Regarding Noriko Fujita’s Dec. 12 letter, ‘Arrogant’ China as a role model,” I’d like to make a few points:

First, it seems to be a common tactic among the Japanese that, when their country’s stance on the sovereignty of the Senkaku/Diaoyu islets is questioned, they instead launch an attack on China’s human rights record and government. The real issue is the sovereignty of the islets, not China’s record on other matters.

Second, China has asked repeatedly that Japan recognize that a dispute exists. In 1972, to speed up the normalization of relations, both Japanese Prime Minister Kakuei Tanaka and Chinese Premier Zhou Enlai agreed to “shelve the matter” for future generations.

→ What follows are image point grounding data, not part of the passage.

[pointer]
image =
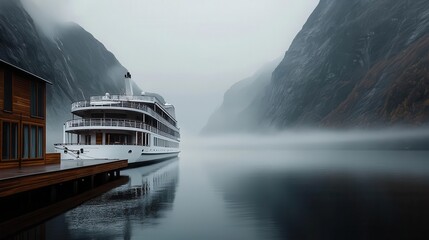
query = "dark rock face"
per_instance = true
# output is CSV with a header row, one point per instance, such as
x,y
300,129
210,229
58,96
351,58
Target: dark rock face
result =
x,y
231,116
77,64
354,64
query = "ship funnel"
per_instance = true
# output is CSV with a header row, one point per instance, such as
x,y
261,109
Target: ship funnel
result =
x,y
128,85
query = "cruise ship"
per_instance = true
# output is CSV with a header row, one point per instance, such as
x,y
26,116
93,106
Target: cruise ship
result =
x,y
138,128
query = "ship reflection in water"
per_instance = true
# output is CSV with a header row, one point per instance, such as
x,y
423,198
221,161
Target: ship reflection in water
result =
x,y
145,198
253,194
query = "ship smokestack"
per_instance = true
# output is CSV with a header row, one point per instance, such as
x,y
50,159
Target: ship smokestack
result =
x,y
128,85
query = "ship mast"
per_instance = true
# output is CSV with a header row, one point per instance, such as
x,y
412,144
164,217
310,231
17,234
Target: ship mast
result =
x,y
128,85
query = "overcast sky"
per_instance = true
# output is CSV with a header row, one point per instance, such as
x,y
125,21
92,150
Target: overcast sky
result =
x,y
189,51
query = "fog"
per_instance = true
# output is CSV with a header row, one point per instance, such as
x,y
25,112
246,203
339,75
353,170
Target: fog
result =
x,y
189,51
310,139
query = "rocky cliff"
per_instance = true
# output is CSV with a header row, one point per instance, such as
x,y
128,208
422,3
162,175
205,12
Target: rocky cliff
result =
x,y
75,62
354,64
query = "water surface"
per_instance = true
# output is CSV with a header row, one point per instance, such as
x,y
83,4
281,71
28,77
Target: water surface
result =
x,y
261,194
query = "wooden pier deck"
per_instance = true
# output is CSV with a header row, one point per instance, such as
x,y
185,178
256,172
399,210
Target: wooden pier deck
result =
x,y
34,193
16,180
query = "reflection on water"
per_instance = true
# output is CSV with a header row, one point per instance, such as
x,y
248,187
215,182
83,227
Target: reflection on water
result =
x,y
262,194
149,193
334,195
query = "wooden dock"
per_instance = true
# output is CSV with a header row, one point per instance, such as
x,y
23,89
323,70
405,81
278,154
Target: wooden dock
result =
x,y
26,190
17,180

The Sonoda-Deng meeting in 1978 expressed much the same.

Third, it seems highly probable that the records of these meetings (like many of the records documenting the coercion of the “comfort women”) went “missing.” The trashing of a vast cache of Foreign Ministry materials on the eve of Freedom of Information rules being introduced in 2001 seems to substantiate this.

So, in other words, the imposition of China’s ADIZ — alarming as it may be — comes down to Japan’s refusal to recognize the existence of one word in its dealings with China: “dispute.”

christopher glen
perth, australia

The opinions expressed in this letter to the editor are the writer’s own and do not necessarily reflect the policies of The Japan Times.